Wool Services Intl profit disappoints
NZ Wool Services International has reported a net profit for the year to June 30 of $2.24 million down from $6.64m in the prior fiscal year reflecting tough market conditions.
The wool exporter and scourer said total operating revenue during the year was $201.97m up from $200.11m in the fiscal year to June 30, 2011.
The Christchurch-based company did not declare a final dividend.
WSI managing director Michael Dwyer said the result was below directors' expectations for the year and below last year's record profit of $6.64m, reflecting unfavourable global market conditions.
"The company's fundamentals are nevertheless sound and strong and it remains keenly focused on delivering value to shareholders," he said.

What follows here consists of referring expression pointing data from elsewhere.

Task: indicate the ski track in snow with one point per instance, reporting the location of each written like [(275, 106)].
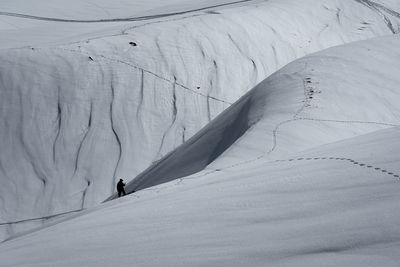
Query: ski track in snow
[(140, 18), (172, 82), (275, 132), (354, 162)]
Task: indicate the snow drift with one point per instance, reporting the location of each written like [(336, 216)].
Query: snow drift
[(279, 196), (81, 110)]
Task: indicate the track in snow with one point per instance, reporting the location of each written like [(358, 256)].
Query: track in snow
[(140, 18)]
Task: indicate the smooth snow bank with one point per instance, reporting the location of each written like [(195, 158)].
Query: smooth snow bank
[(334, 205), (325, 97), (77, 117), (103, 9)]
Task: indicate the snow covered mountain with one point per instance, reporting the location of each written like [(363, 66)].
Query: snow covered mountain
[(279, 196), (88, 98)]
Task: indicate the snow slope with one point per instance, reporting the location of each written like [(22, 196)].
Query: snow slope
[(336, 94), (77, 117), (331, 205)]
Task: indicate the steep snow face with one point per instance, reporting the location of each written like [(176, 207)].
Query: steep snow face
[(336, 94), (77, 117)]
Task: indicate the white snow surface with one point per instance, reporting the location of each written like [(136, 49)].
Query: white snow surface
[(313, 180), (81, 107)]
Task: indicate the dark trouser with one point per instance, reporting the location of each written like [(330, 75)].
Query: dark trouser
[(122, 191)]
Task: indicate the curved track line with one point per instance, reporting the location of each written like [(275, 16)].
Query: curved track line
[(140, 18), (173, 82), (41, 218)]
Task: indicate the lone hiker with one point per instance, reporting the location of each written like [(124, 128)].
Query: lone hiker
[(120, 187)]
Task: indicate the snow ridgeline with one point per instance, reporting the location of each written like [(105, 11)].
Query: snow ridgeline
[(75, 118), (317, 204)]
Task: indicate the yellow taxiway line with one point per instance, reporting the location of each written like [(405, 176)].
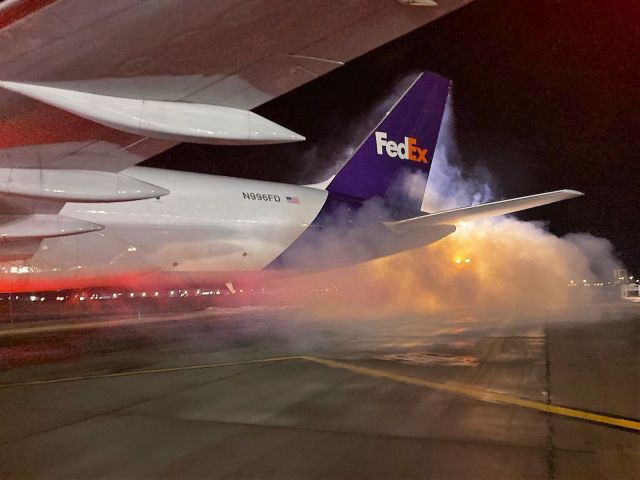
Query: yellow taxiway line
[(480, 394), (452, 388)]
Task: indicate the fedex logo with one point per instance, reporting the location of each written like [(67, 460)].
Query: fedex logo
[(407, 150)]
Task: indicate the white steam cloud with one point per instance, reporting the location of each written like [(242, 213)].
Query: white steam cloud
[(497, 263)]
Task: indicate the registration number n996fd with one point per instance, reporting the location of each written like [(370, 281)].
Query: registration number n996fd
[(265, 197)]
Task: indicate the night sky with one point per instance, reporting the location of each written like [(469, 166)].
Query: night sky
[(546, 96)]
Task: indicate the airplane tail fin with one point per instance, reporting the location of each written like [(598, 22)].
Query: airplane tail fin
[(393, 162)]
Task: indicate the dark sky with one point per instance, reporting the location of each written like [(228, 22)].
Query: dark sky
[(546, 96)]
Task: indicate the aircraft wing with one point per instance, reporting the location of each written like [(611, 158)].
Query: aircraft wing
[(479, 212), (235, 54)]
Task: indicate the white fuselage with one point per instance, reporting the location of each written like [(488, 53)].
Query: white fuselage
[(207, 228)]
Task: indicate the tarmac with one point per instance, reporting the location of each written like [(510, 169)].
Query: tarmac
[(273, 393)]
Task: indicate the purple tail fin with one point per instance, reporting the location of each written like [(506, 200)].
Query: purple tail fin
[(394, 161)]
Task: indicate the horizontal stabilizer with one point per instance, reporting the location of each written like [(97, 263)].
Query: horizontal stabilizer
[(479, 212), (24, 227)]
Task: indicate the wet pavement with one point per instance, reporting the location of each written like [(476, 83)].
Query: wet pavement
[(273, 393)]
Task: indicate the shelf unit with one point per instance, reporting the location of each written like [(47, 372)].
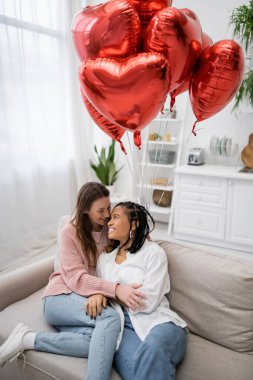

The company had noted in its 2011 annual review that the exceptional 2011 result would not be repeated. A strong performance by the company for the first three quarters of the year in review was achieved and an interim dividend of 1.5 cents per share was paid to shareholders in May.
"(But) the fourth quarter saw a sharp decline in wool prices followed in July by unprecedented high volumes of wool on the market," Dwyer said in a statement to the NZX.
"These events, compounded by the high New Zealand dollar, impacted on the value of our stocks and work in progress. It has therefore been necessary to make a provision at year end to reflect this fall."
Factors affecting the fall in wool prices included reduced consumer demand in Europe, particularly for floor coverings, and a fall in demand from China's textile industry. China's economic activity had been hampered as a flow-on effect of the recession in Europe. China buys 48 per cent of wool produced in New Zealand.
There had also been a major decline in the consumption of carpet wool in Australasia, the second largest single market for New Zealand carpet wool. This follows higher wool prices 12 months ago, precipitating a major swing to nylon carpets and carpet tiles.
The market outlook for wool depends largely on the performance of world markets, and as such remained uncertain, Dwyer said.
"However we remain positive despite the international downturn. This confidence is evidenced by recent wool sales where prices have shown a firming tendency which is welcome."
WSI shares were untraded this morning.